AWS launched the OpenSearch project in 2021, after Elastic changed the licence terms for its Elasticsearch and Kibana projects to a proprietary model called the Elastic Licence. At the time, several other open source vendors made similar moves, in large part as a way to discourage the major cloud providers—especially AWS—from offering hosted services based on their software.
This is somewhat ironic, given the development comes only weeks after Elastic announced it would restore Elasticsearch and Kibana back to an open source licence, namely the AGPL. Under this licence, users have to commit their code to open source if they deploy its modified versions. The curious thing is that Elastic has decided to distribute this alongside its own far more prohibitive license—the company explained, “We have people that really like ELv2.”
When AWS announced OpenSearch, there was quite a high level of scepticism regarding the whole effort. After all, let’s just say that AWS had never done anything on this scale before. That certainly was true for Mukul Karnik, general manager for search services at AWS.
At the time we launched OpenSearch, this was a very new thing for Amazon and AWS to take an open source project and adopt it, then extend it,” he told me during an interview ahead of today’s news. “Right from the very beginning, what we’ve aimed to do is make this truly about community: having more community involvement, more community contributions to the project.
That is to say, Karnik observed how AWS incrementally scaled the project to include contributors and enhance its governance. “It evolved in a more organic fashion, whereby we take these natural steps to determine how to include more people in the project.
Today it was announced that it has onboarded leading companies, including SAP and Uber, as its premier members.

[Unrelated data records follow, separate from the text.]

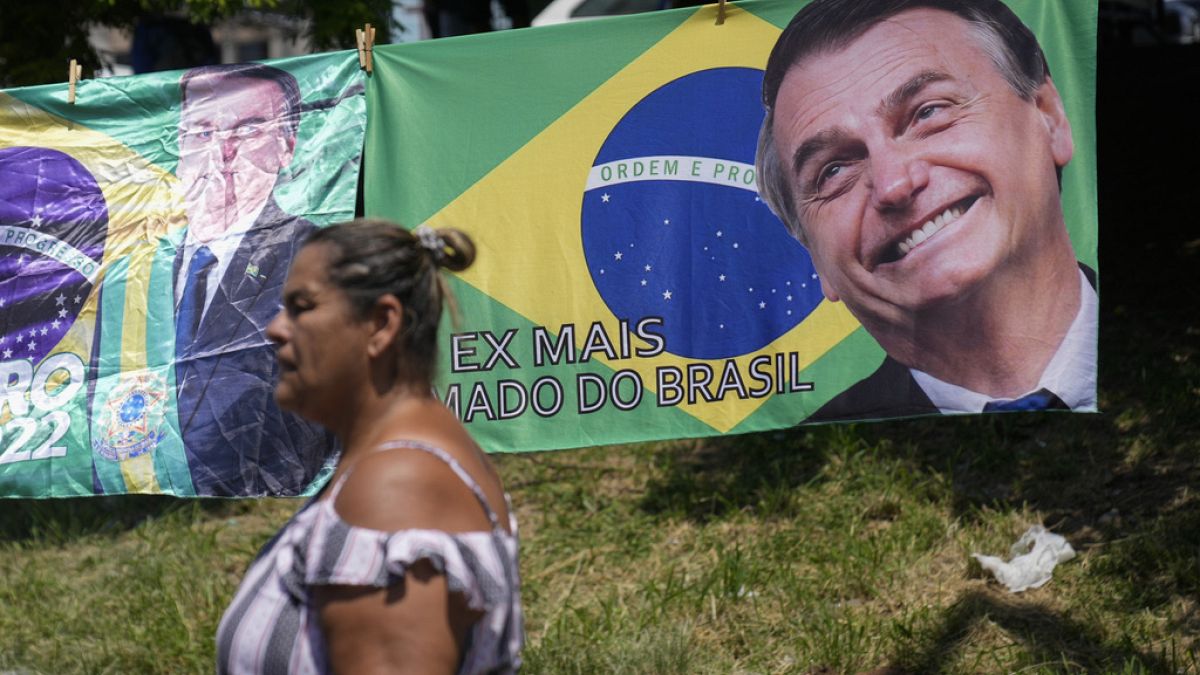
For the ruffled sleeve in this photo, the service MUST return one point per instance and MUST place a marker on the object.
(340, 554)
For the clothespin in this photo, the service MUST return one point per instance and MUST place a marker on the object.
(365, 39)
(75, 72)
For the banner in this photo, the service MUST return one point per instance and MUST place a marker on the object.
(633, 284)
(145, 232)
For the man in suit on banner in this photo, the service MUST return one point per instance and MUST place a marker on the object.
(237, 132)
(916, 147)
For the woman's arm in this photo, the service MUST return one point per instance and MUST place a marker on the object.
(415, 625)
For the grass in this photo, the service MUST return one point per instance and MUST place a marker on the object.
(814, 550)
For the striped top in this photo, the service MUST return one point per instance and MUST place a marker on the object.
(271, 626)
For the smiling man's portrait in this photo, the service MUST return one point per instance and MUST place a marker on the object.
(238, 131)
(916, 149)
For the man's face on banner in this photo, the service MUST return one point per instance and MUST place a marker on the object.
(233, 142)
(917, 169)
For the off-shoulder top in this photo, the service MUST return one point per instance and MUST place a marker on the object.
(271, 626)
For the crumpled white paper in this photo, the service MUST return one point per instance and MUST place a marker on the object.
(1033, 559)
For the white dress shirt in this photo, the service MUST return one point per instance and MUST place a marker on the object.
(1071, 374)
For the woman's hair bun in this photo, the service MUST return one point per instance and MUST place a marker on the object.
(457, 249)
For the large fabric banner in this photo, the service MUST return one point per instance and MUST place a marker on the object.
(641, 272)
(145, 232)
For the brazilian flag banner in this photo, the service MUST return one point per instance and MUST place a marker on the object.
(634, 282)
(145, 232)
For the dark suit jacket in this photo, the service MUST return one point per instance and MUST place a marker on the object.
(237, 438)
(888, 392)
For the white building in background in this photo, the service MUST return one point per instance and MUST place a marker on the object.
(249, 36)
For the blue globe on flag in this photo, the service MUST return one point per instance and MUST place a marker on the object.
(53, 225)
(672, 225)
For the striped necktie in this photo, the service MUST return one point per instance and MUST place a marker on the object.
(1042, 399)
(191, 303)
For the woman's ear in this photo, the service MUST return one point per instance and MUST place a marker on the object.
(387, 321)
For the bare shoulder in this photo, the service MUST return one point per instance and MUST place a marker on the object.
(408, 489)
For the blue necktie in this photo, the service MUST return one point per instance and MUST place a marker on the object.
(191, 303)
(1042, 399)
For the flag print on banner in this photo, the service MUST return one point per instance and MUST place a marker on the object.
(103, 204)
(630, 282)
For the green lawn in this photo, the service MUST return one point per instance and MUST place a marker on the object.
(834, 549)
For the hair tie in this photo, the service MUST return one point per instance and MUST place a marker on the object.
(431, 242)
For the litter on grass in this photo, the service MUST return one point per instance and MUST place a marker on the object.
(1032, 560)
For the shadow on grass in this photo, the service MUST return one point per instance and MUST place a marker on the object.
(723, 475)
(1049, 638)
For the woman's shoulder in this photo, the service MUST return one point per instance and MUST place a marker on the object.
(415, 483)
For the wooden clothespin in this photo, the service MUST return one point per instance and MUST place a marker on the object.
(365, 39)
(75, 72)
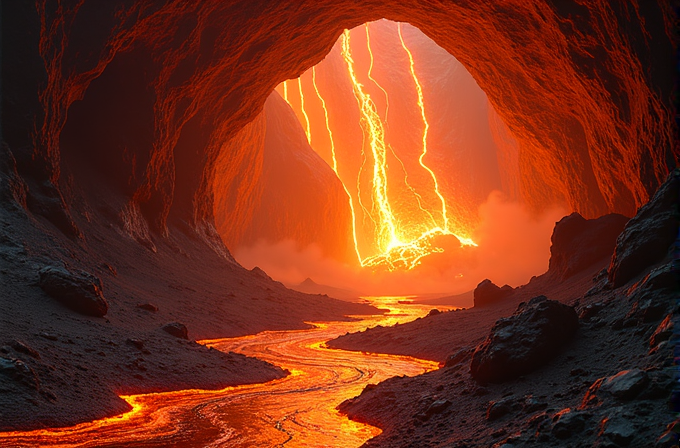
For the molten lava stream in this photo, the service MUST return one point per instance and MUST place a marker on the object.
(298, 410)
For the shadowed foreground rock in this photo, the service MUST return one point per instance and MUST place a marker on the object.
(646, 238)
(488, 293)
(524, 341)
(80, 291)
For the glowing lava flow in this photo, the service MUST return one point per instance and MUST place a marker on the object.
(421, 105)
(419, 198)
(400, 243)
(335, 164)
(304, 113)
(296, 411)
(387, 237)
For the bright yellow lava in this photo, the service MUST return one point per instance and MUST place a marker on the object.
(400, 244)
(308, 131)
(335, 164)
(296, 411)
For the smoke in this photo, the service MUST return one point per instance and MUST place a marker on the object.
(513, 246)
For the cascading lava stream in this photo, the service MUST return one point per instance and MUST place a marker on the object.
(400, 239)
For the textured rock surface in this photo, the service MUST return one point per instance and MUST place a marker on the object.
(177, 330)
(82, 292)
(647, 237)
(295, 195)
(168, 85)
(577, 242)
(488, 293)
(525, 341)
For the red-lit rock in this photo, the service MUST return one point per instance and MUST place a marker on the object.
(487, 293)
(647, 237)
(577, 242)
(525, 341)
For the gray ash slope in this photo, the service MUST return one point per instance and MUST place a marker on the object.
(608, 386)
(61, 365)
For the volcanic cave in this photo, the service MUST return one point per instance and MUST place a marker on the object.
(152, 149)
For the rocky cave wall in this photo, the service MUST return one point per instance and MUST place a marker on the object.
(141, 97)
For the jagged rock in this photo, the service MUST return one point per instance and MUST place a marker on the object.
(487, 293)
(137, 343)
(176, 329)
(663, 332)
(577, 242)
(19, 371)
(148, 307)
(568, 422)
(525, 341)
(80, 291)
(646, 238)
(22, 347)
(617, 428)
(625, 385)
(458, 357)
(437, 407)
(498, 409)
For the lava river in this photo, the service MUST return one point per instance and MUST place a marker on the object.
(295, 411)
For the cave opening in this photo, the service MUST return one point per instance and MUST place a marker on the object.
(417, 149)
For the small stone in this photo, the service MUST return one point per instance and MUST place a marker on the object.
(176, 329)
(148, 307)
(662, 333)
(498, 409)
(22, 347)
(437, 407)
(566, 423)
(135, 343)
(625, 384)
(618, 430)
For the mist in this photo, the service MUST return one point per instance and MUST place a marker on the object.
(513, 245)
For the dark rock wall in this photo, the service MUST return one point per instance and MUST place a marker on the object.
(147, 93)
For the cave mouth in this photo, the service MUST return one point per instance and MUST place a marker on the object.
(413, 148)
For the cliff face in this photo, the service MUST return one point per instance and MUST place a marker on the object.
(291, 194)
(164, 85)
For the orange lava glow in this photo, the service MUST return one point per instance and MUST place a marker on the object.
(401, 239)
(298, 410)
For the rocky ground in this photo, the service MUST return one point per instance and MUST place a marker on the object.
(520, 383)
(111, 311)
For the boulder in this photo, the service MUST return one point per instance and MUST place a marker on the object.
(148, 307)
(498, 409)
(567, 423)
(646, 238)
(487, 293)
(176, 329)
(524, 341)
(80, 291)
(577, 242)
(625, 385)
(663, 332)
(19, 371)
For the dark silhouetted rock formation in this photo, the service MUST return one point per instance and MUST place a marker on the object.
(525, 341)
(487, 293)
(80, 291)
(577, 242)
(647, 237)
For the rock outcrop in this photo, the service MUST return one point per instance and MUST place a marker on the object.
(647, 237)
(525, 341)
(80, 291)
(577, 242)
(488, 293)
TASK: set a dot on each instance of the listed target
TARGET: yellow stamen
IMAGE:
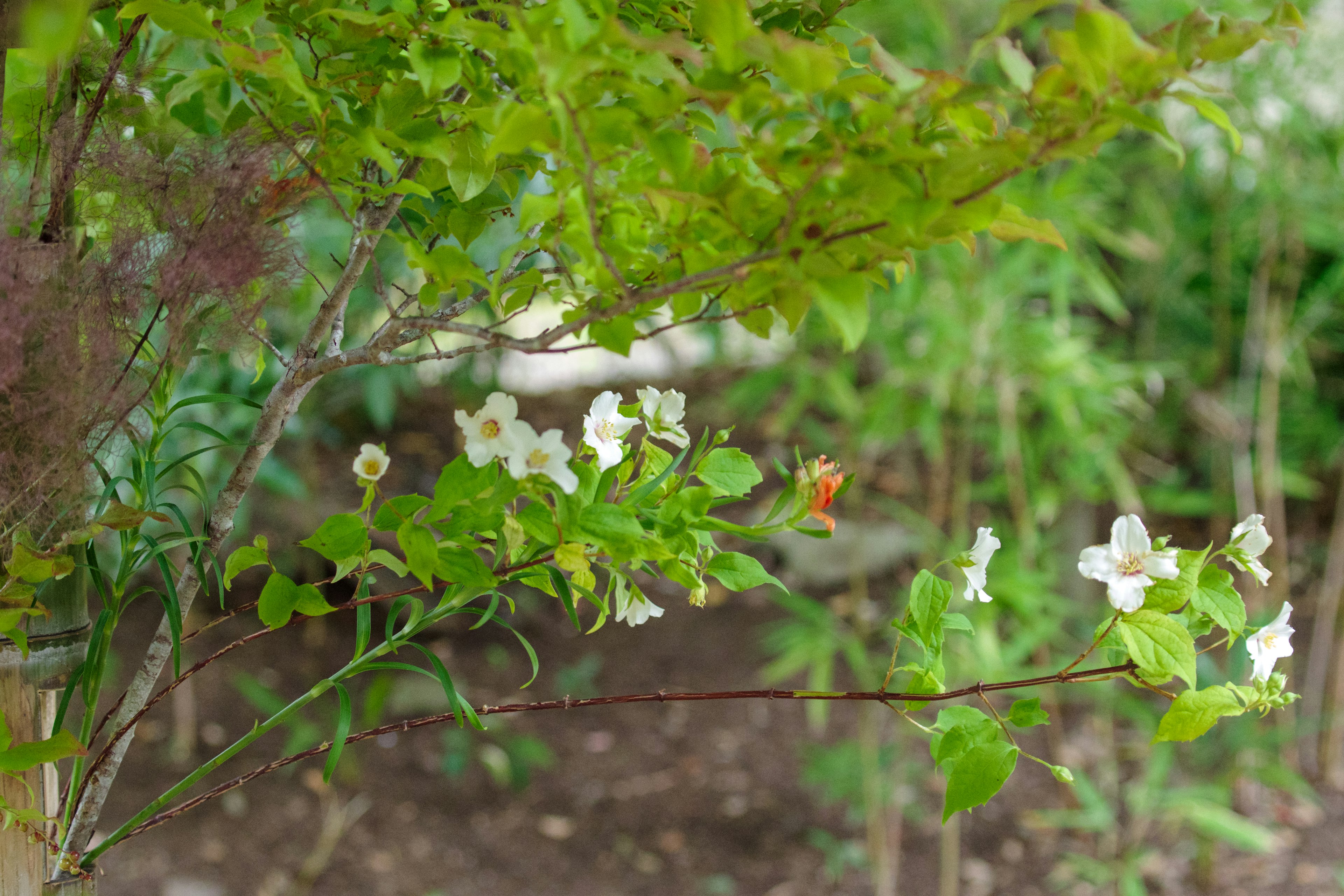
(1129, 565)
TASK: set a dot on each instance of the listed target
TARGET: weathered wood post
(30, 692)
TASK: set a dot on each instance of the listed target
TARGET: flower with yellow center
(371, 463)
(604, 426)
(1128, 565)
(545, 455)
(490, 432)
(1246, 545)
(1270, 643)
(663, 413)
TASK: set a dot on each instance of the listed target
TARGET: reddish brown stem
(662, 696)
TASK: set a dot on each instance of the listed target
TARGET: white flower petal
(1162, 565)
(1129, 537)
(605, 406)
(1259, 570)
(1099, 562)
(1127, 592)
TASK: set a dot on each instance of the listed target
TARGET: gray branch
(323, 334)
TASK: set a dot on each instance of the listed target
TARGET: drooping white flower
(663, 413)
(542, 455)
(371, 463)
(490, 430)
(604, 426)
(1128, 565)
(634, 606)
(980, 554)
(1248, 542)
(1270, 643)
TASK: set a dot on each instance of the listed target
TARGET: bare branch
(662, 696)
(590, 197)
(65, 175)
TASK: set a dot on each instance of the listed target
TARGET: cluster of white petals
(1248, 543)
(495, 432)
(976, 573)
(1128, 564)
(1269, 644)
(371, 463)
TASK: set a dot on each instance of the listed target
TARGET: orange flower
(819, 480)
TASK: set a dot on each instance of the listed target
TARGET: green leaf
(245, 558)
(280, 598)
(1167, 596)
(1194, 713)
(341, 535)
(34, 567)
(978, 776)
(526, 127)
(845, 303)
(1027, 714)
(343, 718)
(119, 516)
(421, 551)
(463, 567)
(390, 561)
(470, 171)
(460, 481)
(1014, 225)
(1160, 645)
(185, 19)
(1015, 65)
(33, 754)
(1218, 597)
(958, 622)
(611, 524)
(311, 602)
(738, 572)
(729, 471)
(1213, 113)
(397, 511)
(966, 737)
(437, 68)
(929, 600)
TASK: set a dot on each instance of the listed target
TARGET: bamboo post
(30, 692)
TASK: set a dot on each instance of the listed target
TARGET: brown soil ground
(643, 800)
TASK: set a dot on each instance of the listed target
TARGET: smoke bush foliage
(182, 241)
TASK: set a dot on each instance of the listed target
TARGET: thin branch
(662, 696)
(61, 183)
(590, 195)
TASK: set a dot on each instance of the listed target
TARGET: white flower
(1270, 643)
(490, 430)
(632, 606)
(546, 455)
(371, 463)
(1128, 565)
(604, 426)
(1248, 542)
(986, 547)
(663, 413)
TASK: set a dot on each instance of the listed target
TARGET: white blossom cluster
(495, 432)
(1128, 565)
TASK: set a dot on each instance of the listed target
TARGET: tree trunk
(30, 692)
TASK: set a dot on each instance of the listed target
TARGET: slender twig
(1088, 652)
(662, 696)
(65, 175)
(590, 197)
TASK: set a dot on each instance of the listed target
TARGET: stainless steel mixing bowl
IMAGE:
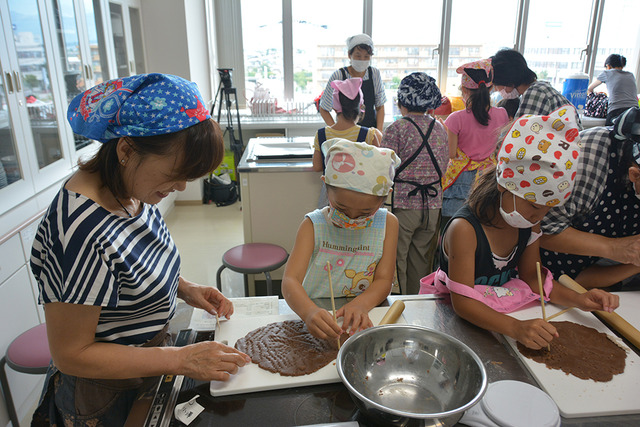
(397, 374)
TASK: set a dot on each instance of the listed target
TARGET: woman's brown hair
(199, 149)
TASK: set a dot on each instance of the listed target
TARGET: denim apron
(73, 401)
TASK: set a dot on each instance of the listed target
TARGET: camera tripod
(223, 94)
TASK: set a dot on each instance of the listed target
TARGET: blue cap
(140, 105)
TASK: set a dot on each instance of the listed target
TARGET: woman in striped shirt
(107, 269)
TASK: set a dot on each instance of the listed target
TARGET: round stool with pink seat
(28, 354)
(253, 258)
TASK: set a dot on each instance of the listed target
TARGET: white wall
(166, 45)
(175, 34)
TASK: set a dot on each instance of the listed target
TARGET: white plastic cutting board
(584, 398)
(252, 378)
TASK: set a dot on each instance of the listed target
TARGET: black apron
(615, 215)
(369, 94)
(429, 189)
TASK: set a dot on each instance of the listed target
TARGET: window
(617, 15)
(555, 40)
(553, 37)
(263, 52)
(318, 28)
(409, 25)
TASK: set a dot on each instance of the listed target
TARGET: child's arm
(595, 299)
(319, 322)
(355, 314)
(318, 164)
(460, 245)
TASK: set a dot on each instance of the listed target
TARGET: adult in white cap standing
(360, 51)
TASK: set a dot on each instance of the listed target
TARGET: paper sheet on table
(242, 307)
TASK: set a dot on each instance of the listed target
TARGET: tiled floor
(202, 234)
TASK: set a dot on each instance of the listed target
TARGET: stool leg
(219, 278)
(11, 409)
(269, 284)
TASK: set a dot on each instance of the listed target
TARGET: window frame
(230, 46)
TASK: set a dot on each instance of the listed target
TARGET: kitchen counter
(332, 403)
(278, 187)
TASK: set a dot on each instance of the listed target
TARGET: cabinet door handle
(8, 82)
(16, 75)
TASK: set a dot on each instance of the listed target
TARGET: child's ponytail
(479, 102)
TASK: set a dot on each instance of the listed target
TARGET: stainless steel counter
(278, 188)
(276, 154)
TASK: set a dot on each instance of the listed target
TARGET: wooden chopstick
(544, 313)
(333, 303)
(553, 316)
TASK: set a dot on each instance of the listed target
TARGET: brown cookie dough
(580, 351)
(287, 348)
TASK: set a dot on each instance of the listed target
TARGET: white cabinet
(18, 312)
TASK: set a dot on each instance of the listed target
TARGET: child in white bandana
(353, 238)
(490, 247)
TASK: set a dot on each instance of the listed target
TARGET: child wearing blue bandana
(354, 239)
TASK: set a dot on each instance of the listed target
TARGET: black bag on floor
(596, 105)
(219, 192)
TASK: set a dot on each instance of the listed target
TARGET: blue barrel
(575, 90)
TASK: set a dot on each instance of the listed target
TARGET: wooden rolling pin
(393, 313)
(614, 320)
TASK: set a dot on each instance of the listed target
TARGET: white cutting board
(251, 378)
(584, 398)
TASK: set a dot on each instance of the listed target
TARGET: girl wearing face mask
(490, 247)
(513, 78)
(360, 51)
(354, 235)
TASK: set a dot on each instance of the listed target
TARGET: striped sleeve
(83, 254)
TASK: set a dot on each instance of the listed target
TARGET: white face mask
(509, 95)
(360, 65)
(515, 219)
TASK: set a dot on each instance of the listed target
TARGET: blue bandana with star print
(141, 105)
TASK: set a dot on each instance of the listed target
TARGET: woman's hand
(211, 361)
(355, 318)
(207, 298)
(597, 299)
(625, 250)
(321, 325)
(535, 333)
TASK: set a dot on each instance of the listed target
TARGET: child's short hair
(484, 197)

General members include Aiven, Aryn, Atlassian, Canonical, Digital Ocean, Eliatra, Graylog, NetApp Instaclustr, and Portal 26.
Karnik added that AWS expects its contributions to OpenSearch to increase over a period of time.
Setting up a foundation was not part of the plan in 2021, Karnik said, but moving the project to its own foundation now seems like an orderly evolution. The OpenSearch ecosystem has brought several innovations to the project, most noticeably evolving from a cluster-based system to a more cloud-native architecture. Lately, changes such as the separation of compute and storage and segment replication have been made to the project. Karnik added that with AI on the rise, there’s emerging interest in OpenSearch as a vector database.
The new Foundation will operate under the Apache 2.0 licence, under the Linux Foundation’s standard governance model, with a governing board and a technical steering committee.
The Linux Foundation is happy to provide a neutral home where open collaborative development can happen in open source search and analytics,” said Jim Zemlin, Executive Director at the Linux Foundation. “Search is one of the fundamental tools that we depend upon every day for businesses or consumers. We look forward to supporting the OpenSearch community in their effort to deliver robust search and analytics solutions for organisations and individuals globally.
Similar to many such open-source foundations, a big reason AWS is committing to the project now is so it can tap into the Linux Foundation’s services and experience in managing and growing open-source projects. For its part, OpenSearch benefits from losing some of the baggage associated with being an AWS-centric project, something that is necessary to carry on growth and broader adoption.